Will Pain Relievers Fight Cancer

A grade of compounds that has been known to provide pain relief and reduce the inflammation of arthritis can be helpful in the prevention and treatment of skin, bladder and colon cancer, according to researchers at the National Cancer Institute (NCI).

The potential cancer-fighting attributes of a new class of drugs called “COX-2 inhibitors” (COX-2 stands for the enzyme cyclooxygenase-2) was discussed in the July 21 issue of the “Journal of the National Cancer Institute” (JNCI). The COX-2 inhibitors are able to restrain the development of tumors in animal tests, giving hope that they may soon become another weapon in the struggle against cancer.

Researchers first began their studies when elevated levels of the enzyme, COX-2, were found in tumors. Experiments were then designed to see if reducing the levels of this enzyme would reduce the size of such tumors. It was known that commonly used anti-arthritis drugs and pain relievers, such as aspirin and other non-steroidal anti-inflammatory drugs (NSAIDs), actually did lower levels of COX-2. Therefore, scientists used NSAIDs in trials to evaluate the possible anti-tumor effect of lowering COX-2 levels.
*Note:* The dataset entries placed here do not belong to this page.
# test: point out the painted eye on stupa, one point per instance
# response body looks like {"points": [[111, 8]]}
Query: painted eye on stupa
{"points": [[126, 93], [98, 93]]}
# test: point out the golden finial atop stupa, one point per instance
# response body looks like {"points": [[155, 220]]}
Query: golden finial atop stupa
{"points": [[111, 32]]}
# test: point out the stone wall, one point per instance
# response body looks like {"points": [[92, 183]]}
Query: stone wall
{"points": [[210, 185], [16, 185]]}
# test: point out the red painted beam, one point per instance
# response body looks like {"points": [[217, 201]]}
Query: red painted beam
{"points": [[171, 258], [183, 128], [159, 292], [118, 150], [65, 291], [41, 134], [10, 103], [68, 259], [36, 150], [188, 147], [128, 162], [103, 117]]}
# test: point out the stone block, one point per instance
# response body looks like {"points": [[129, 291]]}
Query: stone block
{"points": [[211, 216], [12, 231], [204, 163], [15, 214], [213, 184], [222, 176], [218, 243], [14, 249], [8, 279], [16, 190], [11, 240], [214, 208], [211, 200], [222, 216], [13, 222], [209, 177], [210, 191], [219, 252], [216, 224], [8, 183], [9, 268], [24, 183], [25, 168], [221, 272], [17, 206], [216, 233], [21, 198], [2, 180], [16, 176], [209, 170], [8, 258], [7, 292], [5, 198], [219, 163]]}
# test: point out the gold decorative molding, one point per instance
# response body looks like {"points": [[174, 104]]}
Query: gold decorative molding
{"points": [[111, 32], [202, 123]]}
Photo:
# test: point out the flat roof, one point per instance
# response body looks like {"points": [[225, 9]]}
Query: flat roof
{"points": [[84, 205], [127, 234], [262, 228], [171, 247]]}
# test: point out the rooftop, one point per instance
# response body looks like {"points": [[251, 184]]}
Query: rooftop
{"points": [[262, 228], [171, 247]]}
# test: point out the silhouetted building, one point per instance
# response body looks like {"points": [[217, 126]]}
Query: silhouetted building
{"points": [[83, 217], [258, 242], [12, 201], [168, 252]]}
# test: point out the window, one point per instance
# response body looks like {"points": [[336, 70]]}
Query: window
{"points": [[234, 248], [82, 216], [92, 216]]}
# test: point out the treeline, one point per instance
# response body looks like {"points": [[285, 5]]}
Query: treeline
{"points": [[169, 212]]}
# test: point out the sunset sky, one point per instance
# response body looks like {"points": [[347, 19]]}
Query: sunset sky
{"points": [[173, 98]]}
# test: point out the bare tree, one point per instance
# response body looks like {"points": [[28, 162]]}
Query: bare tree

Many trials are under way in order to evaluate the cancer-fighting potential of COX-2 inhibitors. Among them is one led by Dr. Raymond DuBois. Dr. DuBois is the principal investigator of the first program to receive a grant from the NCI in support of research studying the effect of drugs intended to prevent, rather than to treat, cancer. This concept is embodied in the term “chemoprevention.” Dr. DuBois commented on recent trials of his program, “The use of COX-2 inhibitors for chemoprevention in humans is still in the experimental stages, but results have been encouraging.”

Blocking this enzyme interferes with production of fatty acids (prostaglandins) that are widely distributed in the body. In trials involving the COX-2 inhibitors, researchers monitor the amount of this enzyme, as well as other markers indicative of the presence of a tumor. Participants in the studies include those who have had tumors removed as well as those who are carriers of certain genetic defects responsible for specific cancers.

Since these recent developments, the producers of the two leading COX-2 inhibitor drugs, rofecoxib and celecoxib, (Searle and Merck & Co., respectively) have begun preparations to expand the testing of the drugs into cancer-related research. While long-term use of NSAIDs sometimes comes at the price of ulcers and other gastrointestinal problems, COX-2 inhibitors are promising because studies have shown that they are less likely to cause these serious adverse health effects.

Past research seems to suggest that after years of therapy with COX-2 inhibitors, reduction of tumor recurrence is possible, but there still remains the question of primary prevention. Also, still to be explored is the question of whether the inhibitor drugs would be used for any tumor that is found to have high levels of the enzyme COX-2, or only a specific class of tumors. We must keep in mind Dr. DuBois? cautious optimism in expectations of what future studies will reveal. He notes that “Without more data, it is too early to recommend the use of COX-2 inhibitors as a treatment to fight cancer.”

What is apparent is that we have come to the beginning of a new era in the fight against cancer. Up until now, medicine has only been able to offer slow gains in cancer death rates, due to gradually improving surgical techniques, and more effective chemotherapy. But with the new data on COX-2 inhibitors and the more extensive results from breast cancer trials using tamoxifen, the era of chemoprevention of cancer may be close at hand.